Valor econômico, v. 16, n. 3987, 19/04/2016. Brasil, p. A7

CNA encontra-se com Temer para dar apoio e apresentar pauta do setor

Cristiano Zaia

Comprometido com uma posição pró-impeachment de Dilma Rousseff, um dia após a Câmara autorizar a abertura do processo de impeachment da presidente o presidente da Confederação da Agricultura e Pecuária do Brasil (CNA), João Martins, disse aoValorque vários presidentes de entidades patronais de setores como a indústria o comércio e os transportes devem manifestar apoio ao vice-presidente Michel Temer na semana que vem, em encontro em São Paulo.

Na ocasião, que ainda está sendo acertada pelo empresariado, as confederações, aí incluída a própria CNA, vão "provocar" Temer para que faça um pacto com o setor empresarial para recuperação da economia brasileira no caso de o pemedebista assumir a Presidência da República.

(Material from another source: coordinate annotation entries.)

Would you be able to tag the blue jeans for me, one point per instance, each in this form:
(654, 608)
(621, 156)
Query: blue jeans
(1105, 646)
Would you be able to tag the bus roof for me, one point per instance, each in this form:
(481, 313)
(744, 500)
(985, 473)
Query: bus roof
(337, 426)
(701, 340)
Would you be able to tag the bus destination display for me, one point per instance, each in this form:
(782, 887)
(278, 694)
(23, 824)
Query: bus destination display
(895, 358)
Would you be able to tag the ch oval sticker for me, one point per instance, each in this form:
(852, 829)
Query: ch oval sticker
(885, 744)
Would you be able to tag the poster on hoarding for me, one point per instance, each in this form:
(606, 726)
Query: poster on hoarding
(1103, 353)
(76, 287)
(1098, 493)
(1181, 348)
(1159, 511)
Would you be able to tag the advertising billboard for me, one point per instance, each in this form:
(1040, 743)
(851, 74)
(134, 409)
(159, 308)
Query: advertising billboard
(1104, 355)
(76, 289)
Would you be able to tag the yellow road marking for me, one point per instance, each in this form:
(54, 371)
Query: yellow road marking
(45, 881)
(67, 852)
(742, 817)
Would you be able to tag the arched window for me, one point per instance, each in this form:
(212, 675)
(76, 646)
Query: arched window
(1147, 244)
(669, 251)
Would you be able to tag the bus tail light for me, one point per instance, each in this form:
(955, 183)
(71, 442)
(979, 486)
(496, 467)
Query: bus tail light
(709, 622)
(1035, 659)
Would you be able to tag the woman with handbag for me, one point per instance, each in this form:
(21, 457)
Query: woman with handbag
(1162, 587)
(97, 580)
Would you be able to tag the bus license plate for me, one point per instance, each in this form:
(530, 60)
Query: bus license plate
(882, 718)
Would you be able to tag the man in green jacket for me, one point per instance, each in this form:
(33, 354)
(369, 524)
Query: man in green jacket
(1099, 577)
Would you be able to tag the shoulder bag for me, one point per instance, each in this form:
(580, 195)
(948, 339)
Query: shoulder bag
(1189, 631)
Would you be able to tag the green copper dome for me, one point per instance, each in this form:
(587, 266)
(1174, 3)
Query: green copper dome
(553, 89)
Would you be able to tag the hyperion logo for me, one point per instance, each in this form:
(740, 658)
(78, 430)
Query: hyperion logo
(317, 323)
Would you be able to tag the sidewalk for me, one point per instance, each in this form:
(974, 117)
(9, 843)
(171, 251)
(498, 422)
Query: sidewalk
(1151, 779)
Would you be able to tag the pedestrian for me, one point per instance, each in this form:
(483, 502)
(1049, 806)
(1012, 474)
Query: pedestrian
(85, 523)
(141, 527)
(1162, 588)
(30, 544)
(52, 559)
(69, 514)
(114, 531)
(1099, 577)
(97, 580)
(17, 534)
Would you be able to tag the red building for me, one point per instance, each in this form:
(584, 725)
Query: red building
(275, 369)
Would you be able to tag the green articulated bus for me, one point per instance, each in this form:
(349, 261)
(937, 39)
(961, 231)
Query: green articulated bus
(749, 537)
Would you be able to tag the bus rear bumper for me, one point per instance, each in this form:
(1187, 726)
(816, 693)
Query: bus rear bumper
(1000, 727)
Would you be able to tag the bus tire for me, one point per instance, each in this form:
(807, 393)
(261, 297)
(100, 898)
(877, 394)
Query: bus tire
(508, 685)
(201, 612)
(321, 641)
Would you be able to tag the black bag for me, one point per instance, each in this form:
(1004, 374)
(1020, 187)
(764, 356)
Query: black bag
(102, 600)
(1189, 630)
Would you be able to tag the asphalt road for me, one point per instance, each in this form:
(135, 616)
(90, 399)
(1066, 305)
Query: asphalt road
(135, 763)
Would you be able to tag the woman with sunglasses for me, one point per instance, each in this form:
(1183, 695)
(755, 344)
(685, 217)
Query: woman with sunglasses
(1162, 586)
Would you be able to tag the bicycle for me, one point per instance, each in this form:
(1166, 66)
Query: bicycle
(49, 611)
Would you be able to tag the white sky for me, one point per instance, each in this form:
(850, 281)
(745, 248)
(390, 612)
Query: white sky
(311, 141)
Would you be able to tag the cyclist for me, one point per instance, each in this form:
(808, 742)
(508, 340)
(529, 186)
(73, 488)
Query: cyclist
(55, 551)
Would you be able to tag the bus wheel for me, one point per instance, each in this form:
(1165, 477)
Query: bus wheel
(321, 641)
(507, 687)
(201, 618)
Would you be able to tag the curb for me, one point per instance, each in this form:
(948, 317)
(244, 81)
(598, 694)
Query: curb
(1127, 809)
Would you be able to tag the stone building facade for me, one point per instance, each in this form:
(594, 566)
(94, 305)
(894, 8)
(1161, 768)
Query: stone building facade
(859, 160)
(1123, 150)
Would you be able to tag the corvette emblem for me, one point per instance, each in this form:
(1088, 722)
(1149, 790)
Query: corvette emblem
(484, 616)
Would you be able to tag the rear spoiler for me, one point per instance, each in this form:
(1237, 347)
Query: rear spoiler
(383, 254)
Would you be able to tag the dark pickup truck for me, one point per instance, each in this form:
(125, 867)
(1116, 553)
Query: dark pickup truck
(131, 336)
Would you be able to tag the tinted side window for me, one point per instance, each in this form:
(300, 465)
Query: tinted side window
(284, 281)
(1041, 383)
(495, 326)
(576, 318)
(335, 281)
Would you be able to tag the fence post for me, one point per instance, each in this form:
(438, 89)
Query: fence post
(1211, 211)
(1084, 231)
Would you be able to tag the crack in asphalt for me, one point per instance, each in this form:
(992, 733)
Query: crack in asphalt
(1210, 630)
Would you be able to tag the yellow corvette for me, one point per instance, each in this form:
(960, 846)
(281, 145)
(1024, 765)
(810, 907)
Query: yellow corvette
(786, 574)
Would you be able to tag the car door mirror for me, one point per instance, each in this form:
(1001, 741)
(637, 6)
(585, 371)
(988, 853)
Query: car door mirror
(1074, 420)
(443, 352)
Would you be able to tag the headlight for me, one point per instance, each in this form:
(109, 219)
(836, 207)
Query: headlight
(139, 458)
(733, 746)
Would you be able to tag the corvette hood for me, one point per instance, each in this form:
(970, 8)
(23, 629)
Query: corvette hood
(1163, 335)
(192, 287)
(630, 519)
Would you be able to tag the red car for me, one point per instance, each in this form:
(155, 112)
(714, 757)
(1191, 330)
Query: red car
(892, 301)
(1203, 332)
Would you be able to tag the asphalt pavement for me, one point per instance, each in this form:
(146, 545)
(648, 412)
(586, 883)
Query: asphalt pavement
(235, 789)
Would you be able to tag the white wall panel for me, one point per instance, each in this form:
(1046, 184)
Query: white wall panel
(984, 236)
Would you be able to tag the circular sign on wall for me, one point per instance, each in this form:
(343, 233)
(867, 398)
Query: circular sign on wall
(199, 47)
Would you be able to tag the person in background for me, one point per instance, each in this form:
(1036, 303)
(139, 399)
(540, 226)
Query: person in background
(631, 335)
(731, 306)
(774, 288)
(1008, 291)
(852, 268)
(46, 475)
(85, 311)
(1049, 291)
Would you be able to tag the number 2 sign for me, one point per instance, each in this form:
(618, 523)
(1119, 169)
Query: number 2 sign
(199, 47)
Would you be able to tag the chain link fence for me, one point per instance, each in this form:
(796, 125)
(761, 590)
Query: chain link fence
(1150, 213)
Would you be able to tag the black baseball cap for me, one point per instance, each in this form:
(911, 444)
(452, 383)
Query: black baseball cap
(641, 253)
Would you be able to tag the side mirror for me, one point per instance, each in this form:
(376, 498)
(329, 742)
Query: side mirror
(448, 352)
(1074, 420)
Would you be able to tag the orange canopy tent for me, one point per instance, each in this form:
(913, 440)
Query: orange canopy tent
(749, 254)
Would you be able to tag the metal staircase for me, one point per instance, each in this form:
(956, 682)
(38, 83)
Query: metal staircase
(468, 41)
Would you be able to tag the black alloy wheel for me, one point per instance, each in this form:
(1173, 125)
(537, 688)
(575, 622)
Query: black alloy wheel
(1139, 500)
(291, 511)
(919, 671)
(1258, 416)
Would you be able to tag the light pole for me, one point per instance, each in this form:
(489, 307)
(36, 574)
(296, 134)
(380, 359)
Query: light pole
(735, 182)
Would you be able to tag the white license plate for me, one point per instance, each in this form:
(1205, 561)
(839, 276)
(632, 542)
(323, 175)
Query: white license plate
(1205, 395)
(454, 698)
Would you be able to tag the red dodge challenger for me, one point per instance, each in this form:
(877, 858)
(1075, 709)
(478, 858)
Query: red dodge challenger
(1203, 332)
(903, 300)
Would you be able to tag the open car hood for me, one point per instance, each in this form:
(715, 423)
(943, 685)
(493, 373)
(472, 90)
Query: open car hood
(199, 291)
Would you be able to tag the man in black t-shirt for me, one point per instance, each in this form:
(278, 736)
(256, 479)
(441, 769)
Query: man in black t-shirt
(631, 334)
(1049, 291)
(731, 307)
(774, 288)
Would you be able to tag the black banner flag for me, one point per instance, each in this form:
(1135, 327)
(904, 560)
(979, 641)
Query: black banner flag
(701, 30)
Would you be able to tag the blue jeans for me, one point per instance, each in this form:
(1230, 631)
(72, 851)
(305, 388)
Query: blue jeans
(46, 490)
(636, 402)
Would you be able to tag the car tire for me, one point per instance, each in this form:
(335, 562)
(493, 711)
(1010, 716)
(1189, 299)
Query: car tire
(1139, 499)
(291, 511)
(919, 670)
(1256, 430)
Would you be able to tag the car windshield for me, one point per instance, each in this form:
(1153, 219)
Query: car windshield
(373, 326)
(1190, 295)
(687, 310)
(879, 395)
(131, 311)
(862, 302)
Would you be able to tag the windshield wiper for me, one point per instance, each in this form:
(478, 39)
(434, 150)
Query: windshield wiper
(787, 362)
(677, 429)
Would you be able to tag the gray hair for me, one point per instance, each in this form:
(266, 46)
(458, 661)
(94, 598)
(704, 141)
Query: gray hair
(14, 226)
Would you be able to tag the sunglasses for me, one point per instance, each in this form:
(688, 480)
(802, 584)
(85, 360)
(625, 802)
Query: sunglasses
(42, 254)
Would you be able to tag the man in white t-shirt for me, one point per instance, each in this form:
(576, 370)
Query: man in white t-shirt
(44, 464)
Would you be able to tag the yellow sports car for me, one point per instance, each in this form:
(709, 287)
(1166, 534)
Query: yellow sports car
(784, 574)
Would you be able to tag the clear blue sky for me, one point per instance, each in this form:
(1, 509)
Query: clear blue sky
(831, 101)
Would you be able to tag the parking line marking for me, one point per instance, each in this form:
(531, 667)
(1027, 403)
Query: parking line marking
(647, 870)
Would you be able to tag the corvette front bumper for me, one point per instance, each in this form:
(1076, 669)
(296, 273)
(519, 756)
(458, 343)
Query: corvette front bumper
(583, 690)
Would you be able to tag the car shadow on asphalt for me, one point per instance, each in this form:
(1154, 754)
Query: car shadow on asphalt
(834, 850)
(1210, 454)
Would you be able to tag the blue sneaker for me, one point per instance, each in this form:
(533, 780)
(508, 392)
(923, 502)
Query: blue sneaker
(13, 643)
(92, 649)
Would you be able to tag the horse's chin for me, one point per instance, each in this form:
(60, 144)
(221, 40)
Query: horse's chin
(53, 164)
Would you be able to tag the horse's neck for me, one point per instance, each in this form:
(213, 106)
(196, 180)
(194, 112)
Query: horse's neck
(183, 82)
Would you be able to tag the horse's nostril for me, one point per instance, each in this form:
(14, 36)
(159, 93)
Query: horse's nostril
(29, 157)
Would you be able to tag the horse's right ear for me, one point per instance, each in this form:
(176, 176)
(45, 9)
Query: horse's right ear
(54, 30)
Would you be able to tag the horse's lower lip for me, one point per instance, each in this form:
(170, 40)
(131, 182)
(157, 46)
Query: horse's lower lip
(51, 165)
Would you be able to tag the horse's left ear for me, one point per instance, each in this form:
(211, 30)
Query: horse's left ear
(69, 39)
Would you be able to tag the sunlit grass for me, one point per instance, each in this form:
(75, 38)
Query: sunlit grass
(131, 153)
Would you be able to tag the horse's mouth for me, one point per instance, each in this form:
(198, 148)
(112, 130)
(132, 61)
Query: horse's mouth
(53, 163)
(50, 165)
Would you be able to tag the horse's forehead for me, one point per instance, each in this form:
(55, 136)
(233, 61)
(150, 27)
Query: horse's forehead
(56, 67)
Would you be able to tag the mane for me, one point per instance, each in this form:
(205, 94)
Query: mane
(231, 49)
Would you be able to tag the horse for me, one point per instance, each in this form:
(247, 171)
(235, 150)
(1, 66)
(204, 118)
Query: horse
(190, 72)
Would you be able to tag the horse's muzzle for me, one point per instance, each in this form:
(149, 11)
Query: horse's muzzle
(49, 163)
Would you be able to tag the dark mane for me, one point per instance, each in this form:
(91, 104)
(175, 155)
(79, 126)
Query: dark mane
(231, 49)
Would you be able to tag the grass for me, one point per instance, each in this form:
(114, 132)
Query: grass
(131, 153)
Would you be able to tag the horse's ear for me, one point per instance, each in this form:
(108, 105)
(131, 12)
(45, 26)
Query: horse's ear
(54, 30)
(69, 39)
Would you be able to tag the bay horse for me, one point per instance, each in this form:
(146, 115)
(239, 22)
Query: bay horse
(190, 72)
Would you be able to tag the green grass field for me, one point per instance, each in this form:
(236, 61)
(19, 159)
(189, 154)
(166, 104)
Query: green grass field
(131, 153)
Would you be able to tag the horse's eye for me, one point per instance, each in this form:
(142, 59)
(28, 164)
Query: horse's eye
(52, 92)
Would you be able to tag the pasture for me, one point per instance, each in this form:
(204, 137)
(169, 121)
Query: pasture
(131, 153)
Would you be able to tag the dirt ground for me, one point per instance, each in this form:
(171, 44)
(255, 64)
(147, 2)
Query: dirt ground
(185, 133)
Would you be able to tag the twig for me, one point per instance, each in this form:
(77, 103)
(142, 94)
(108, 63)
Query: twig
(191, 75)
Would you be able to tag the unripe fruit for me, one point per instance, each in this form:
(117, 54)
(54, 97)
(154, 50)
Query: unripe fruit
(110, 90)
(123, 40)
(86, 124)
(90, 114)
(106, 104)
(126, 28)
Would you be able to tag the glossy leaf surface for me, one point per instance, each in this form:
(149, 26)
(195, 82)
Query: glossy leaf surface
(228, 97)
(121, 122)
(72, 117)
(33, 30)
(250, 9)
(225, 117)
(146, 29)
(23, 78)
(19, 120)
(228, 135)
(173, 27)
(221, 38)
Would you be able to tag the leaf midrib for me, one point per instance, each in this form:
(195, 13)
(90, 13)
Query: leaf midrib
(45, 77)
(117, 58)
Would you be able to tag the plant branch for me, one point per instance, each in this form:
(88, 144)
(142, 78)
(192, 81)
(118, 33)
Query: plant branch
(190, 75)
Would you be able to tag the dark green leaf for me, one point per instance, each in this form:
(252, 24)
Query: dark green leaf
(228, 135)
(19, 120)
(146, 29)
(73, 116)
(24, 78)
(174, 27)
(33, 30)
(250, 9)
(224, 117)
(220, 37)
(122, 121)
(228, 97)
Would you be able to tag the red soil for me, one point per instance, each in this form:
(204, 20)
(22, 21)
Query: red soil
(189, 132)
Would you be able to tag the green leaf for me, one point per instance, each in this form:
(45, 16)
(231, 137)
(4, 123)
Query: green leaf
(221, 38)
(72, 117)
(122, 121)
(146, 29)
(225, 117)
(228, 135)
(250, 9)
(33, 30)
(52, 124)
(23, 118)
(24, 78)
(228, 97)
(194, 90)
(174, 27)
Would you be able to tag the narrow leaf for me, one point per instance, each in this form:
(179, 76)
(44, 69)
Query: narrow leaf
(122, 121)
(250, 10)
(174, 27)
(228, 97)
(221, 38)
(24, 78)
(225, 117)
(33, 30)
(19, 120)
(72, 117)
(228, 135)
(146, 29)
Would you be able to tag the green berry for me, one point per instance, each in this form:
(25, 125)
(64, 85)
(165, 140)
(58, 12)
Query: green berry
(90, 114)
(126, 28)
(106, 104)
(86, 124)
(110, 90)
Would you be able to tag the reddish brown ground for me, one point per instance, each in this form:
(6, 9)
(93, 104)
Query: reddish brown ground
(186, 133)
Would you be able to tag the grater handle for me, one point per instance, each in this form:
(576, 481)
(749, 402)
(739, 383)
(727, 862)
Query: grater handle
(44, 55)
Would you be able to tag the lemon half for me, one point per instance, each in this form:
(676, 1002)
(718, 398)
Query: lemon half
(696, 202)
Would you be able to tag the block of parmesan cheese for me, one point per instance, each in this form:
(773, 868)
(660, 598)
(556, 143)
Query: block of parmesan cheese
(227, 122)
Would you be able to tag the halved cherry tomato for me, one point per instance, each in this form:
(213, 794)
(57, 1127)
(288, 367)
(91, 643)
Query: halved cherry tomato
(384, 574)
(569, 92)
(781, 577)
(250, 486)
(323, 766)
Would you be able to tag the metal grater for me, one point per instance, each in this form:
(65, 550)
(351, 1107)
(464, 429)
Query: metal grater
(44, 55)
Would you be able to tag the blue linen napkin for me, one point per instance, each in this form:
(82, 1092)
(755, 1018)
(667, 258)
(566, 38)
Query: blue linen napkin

A ideia também é apresentar seus pedidos para um eventual novo governo do pemedebista.

O maior envolvimento da CNA no xadrez de Brasília acontece num momento em que a crise política mexe diretamente com a estrutura de poder interna da rede de federações e sindicatos da entidade, que já vem declarando guerra aberta contra a ministra da Agricultura, Kátia Abreu, amiga e defensora ferrenha de Dilma.

Segundo Martins, a palavra de ordem entre os diretores da instituição é impedi-la de retomar a presidência da entidade - a ministra é presidente licenciada da CNA desde o início de 2015. Várias federações devem sugerir a Kátia que renuncie ao comando da Confederação e se "for necessário vamos convocar novas eleições".

Em fala dura, Martins avalia que a posição de Kátia Abreu como liderança política máxima do setor do agronegócio "chegou ao fim" e que ela cometeu um "suicídio político" no momento em que escolheu defender o atual governo e "cortou o cordão umbilical" que tinha com os produtores rurais e com a própria CNA.

"A diretoria [da CNA] já se posicionou que não aceita mais o retorno dela à presidência e as federações estão com esse mesmo propósito", destacou ele, lembrando que 26 das 27 federações de agricultura e pecuária vinculadas à entidade não apoiam a volta da ministra. "A casa está consciente de que vamos aos extremos para evitar o retorno dela, e essa não é uma palavra dopresidente, e sim de todos os diretores", frisou.

Martins sempre foi um dos principais aliados de Kátia nos oito anos em que ela presidiu a entidade de classe e, ao longo do ano passado - o primeiro da gestão da senadora à frente do ministério -, esteve leal à ministra e totalmente alinhado com as bandeiras políticas dela. Diz, contudo, que sua relação como atual presidente da CNA com Kátia Abreu, enquanto permanecer ministra da Agricultura, "vai parar". O aprofundamento da crise política e o fato de Kátia não ficar do lado do segmento rural em relação aogoverno levou a essa situação, explica.

Em reunião na semana passada com a CNA, 14 entidades representativas do setor, a maioria delas presididas por empresários aliados ou amigos de Kátia Abreu manifestaram apoio à estratégia da CNA a favor do impeachment de Dilma. Entre elas estavam a Aprosoja (produtores de soja), a Abiec (indústria do setor de carne bovina), a Abramilho (produtores de milho) e a Abrafrutas(produtores e exportadores de frutas).

Quando questionado, porém, se tinha pretensões de se candidatar a presidente da CNA, Martins, que é vice-presidente da entidade eleito na chapa de Kátia, diz que não está em campanha para o cargo e que apenas será candidato caso a diretoria colegiada apoiá-lo. "Hoje é um consenso da casa blindar a CNA de qualquer interferência político-partidária, isso não podemos permitir".

 

Em sua conta no Twitter, a ministra disse na madrugada de ontem, que continua ao lado de Dilma "acreditando em sua honestidade" e que ela "não roubou e não cometeu crime de responsabilidade". Procurada pela reportagem, Kátia não quis comentar as declarações de Martins.